Niska woda na Bugu
Poziom wody w Bugu tak niski nie był od ponad 20 lat. Średnio dziennie woda opada o 1 cm. I na razie końca suszy nie widać. Do najniższego odnotowanego poziomu brakuje już tylko 11 centymetrów. Są miejsca, gdzie Bug można przejść pieszo.
Stan alarmowy na Bugu w Wyszkowie to 450 cm, stan ostrzegawczy – 400 cm. 10 czerwca poziom wody Bugu w Wyszkowie wynosił 260 cm, od tego czasu notowany jest ciągły spadek: 26 czerwca było 194 cm, 1 sierpnia – 162 cm, 14 sierpnia – 147 cm, 17 sierpnia – 145 cm. Przez sierpień średnio ubywa po centymetrze wody na dobę.
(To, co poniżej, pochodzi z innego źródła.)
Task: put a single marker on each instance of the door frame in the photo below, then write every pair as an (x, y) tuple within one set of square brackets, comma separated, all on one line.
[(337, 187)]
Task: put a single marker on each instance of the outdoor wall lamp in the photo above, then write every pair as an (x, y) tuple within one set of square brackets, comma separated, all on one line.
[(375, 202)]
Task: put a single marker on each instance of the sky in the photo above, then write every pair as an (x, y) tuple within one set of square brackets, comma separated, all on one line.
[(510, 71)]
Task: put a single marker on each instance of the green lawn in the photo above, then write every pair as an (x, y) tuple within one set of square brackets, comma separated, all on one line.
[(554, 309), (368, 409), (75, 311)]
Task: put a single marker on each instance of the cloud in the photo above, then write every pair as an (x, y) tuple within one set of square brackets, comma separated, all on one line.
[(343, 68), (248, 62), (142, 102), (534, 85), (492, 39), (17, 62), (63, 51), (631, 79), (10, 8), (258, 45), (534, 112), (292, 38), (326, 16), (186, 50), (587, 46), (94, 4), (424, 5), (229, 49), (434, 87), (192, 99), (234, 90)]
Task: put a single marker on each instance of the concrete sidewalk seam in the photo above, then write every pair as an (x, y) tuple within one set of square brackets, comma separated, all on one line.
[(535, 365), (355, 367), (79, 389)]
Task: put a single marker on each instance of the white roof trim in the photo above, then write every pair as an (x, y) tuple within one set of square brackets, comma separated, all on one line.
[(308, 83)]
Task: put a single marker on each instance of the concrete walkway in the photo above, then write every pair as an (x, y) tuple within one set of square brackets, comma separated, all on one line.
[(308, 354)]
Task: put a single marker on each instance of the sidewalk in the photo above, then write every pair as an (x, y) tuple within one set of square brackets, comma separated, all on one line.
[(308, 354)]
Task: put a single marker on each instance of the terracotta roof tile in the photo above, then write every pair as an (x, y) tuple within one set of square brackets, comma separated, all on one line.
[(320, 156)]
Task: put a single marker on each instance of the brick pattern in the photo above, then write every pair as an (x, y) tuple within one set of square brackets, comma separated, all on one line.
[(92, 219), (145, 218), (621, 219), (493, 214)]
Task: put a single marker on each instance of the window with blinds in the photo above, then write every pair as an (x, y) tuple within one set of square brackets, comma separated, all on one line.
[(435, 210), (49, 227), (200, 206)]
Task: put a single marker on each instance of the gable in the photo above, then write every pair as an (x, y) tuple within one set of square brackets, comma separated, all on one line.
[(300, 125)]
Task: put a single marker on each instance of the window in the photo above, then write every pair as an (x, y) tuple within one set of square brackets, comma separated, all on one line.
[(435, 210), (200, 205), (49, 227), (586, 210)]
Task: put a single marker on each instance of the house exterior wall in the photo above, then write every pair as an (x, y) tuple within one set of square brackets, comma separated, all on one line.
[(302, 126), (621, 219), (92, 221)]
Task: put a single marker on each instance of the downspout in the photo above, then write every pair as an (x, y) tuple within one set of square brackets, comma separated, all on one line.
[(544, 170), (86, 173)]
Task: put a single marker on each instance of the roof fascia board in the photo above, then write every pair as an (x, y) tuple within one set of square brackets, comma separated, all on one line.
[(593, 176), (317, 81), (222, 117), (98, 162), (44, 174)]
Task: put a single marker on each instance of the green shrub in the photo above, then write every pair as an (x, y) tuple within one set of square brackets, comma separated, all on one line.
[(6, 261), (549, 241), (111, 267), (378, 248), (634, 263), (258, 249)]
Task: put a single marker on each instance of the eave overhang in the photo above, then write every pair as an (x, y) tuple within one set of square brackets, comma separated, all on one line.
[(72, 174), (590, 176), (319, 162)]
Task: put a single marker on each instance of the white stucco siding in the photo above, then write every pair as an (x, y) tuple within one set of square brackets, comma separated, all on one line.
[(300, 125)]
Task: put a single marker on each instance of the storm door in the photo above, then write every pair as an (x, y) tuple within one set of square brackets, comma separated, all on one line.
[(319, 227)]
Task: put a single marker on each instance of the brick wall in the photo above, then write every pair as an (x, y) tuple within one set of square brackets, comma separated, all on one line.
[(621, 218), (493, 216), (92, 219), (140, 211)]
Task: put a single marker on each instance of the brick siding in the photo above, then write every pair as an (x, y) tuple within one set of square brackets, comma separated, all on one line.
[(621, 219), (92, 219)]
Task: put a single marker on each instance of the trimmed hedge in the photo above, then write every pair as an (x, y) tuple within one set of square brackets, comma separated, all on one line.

O stanie wody na Bugu rozmawiamy z inż. Serwacym Narowskim, kierownikiem Nadzoru Wodnego Wyszków.
- W poszczególnych latach była duża rozpiętość poziomu wody średniej. Najniższe stany wody na Bugu notuje się we wrześniu. I tak we wrześniu 2009 r. średni poziom wynosił 200 cm, w 2010 – 380 cm, 2011 – 230 cm, 2012 – 170 cm, 2013 – 200 cm, 2014 – 190 cm. W minionym stuleciu najbardziej sucho było w 1947 i 1992 r. 21 lipca 1947 r. stan wody wynosił 139 cm. Kolejny niższy stan wody zdarzył się w dniach 22-26 lipca, 31 sierpnia i 1 września 1992 r. – wynosił 134 cm. To najniższy odnotowany w Wyszkowie stan wody na Bugu.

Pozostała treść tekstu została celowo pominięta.